The latest report from RG reporter Diane Dietz on the Presidential Archives is here. Oregonian reporter Rich Read has more here. Previous stories and emails about the Presidential Archive are here.
While Duck PR flack Tobin Klinger and Interim UO President Scott Coltrane are hard at work spinning the possibility that the archives may contain too much – such as potentially confidential student and faculty records – the Dietz story raises the possibility that they contain too little:
Documents are moved from the president’s office to the archive using a file-transfer protocol. In 2009, Frohnmayer’s executive assistant skimmed the documents, flagging “confidential or otherwise sensitive items” before the documents were transferred to the library.
Generally, that’s how archiving works.

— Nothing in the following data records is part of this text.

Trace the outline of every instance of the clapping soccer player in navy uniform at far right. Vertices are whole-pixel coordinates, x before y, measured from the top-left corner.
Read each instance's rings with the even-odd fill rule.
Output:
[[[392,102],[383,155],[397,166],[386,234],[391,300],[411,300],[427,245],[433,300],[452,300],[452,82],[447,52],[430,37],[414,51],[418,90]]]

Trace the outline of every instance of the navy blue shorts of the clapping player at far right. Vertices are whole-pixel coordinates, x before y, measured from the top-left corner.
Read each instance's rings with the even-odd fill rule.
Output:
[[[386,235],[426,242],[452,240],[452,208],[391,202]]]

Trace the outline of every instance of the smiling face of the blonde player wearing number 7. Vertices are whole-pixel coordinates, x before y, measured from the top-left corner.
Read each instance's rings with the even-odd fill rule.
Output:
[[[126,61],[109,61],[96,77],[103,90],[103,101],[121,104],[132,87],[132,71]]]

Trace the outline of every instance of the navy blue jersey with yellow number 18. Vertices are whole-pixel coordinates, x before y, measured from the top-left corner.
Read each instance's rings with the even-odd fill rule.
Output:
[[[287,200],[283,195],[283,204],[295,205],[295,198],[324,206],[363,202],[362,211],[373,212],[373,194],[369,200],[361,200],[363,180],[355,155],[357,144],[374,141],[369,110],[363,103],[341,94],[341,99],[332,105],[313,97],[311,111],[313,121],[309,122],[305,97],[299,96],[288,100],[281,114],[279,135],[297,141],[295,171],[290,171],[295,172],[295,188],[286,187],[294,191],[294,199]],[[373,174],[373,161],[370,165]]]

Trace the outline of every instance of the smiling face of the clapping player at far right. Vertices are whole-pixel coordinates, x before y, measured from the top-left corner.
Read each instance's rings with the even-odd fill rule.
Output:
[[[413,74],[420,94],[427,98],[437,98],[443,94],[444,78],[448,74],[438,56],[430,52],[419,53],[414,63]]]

The provider of the documents determines what’s confidential or not otherwise disclosable under exemptions to public records law.
The UO’s “records management transmittal form” has a checkbox where the provider indicates whether confidential records are included in the transfer.
Professional archivists long have struggled with the need for openness and the requirements for confidentiality. They observe provider restrictions — when they are informed of them — but often, they also try to persuade the provider to restrict a minimal amount of material for the shortest period of time, according to the Society of American Archivists and the American Library Association.
“Although access may be limited in some instances, archivists seek to promote open access and use when possible,” according to a statement of the society’s core values.
“By documenting institutional functions, activities and decision-making, archivists provide an important means of ensuring accountability,” the core values statement reads. “In a republic, such accountability and transparency constitute an essential hallmark of democracy.
“Public leaders must be held accountable both to the judgment of history and future generations as well as to citizens in the ongoing governance of society.”
Hard to argue with that as a worthy goal.
As UO president from 1995 to 2009, Dave Frohnmayer made many interesting deals. Some examples that have come to light from public records requests by myself and others, such as former RG reporter Greg Bolt and the Oregonian, include agreements between UO and Phil Knight over the conditions for Knight’s Jaqua Center for Student Athletes, here:
The Jaqua Athletes Only Study Center story just gets weirder. We’ve now managed to get a few more of the peculiar agreements between UO and Phil Knight’s “Phit LLC” from the UO lawyers.
- License agreement, Dyke and Knight, 1/8/08 (UO “leases” land to Phit, to allow no-bid construction.)
- Amendment 1, Frohnmayer and Knight, 1/8/08 (UO to pay for parking, computers, staff.)
- Amendment 2, Dyke and Slusher, 7/31/2008 (UO can’t use extra space but must pay 2/3 cost of landscaping it)
- Amendment 3, Dyke and Slusher, 4/1/2009 (UO to pay for SEED energy improvements)
- Amendment 4. Dyke and Slusher, 4/1/2009 (The contractor for the Academic Center has contracted with UO for the Arena and Parking Garage. Weird, not sure what that’s about.)
Another example would be the “Memorandum’s of Understanding” between Frohnmayer and Duck booster and onetime UO Athletic Director Pat Kilkenny giving the UO Athletic Department a variety of secret subsidies and discounts on overheads rates, here:
It took a petition to the Oregon DOJ to make those public.
So are the appropriate records regarding these and other agreements, and the negotiations that led to them, in the UO Presidential Archives as state law seems to require? Or were they “flagged as confidential” and then “disappeared?”
The electronic and paper archives are all public and available to any library patron (supposedly in confidence), so it shouldn’t take much more than a visit to UO’s Knight Library to find out.
The basic indexes are here:
I don’t see anything in Dietz’s story that implies that Frohnmayer or anyone else committed the class A misdemeanor of destroying (as opposed to “flagging”) public records. But I think a big problem with the public records process at UO is the extent to which it relies on voluntary disclosure and biased determinations about exemptions. Given UO’s extensive record of abuses, there should be a disinterested party compiling records and making decisions about what to withhold.
In case JH is confused, I did *not* write:
“The first thing we do, let’s kill all the Librarians.”
My advice? Ask Ed Ray to give you political asylum at OSU. Julian’s still stuck in that tiny apartment at the Ecuadorian embassy, and Chelsea says the food’s even worse in Leavenworth. Not that Corvallis has much variety either.
OSU could really use some more bodies for their Econ department, er, School of Public Policy.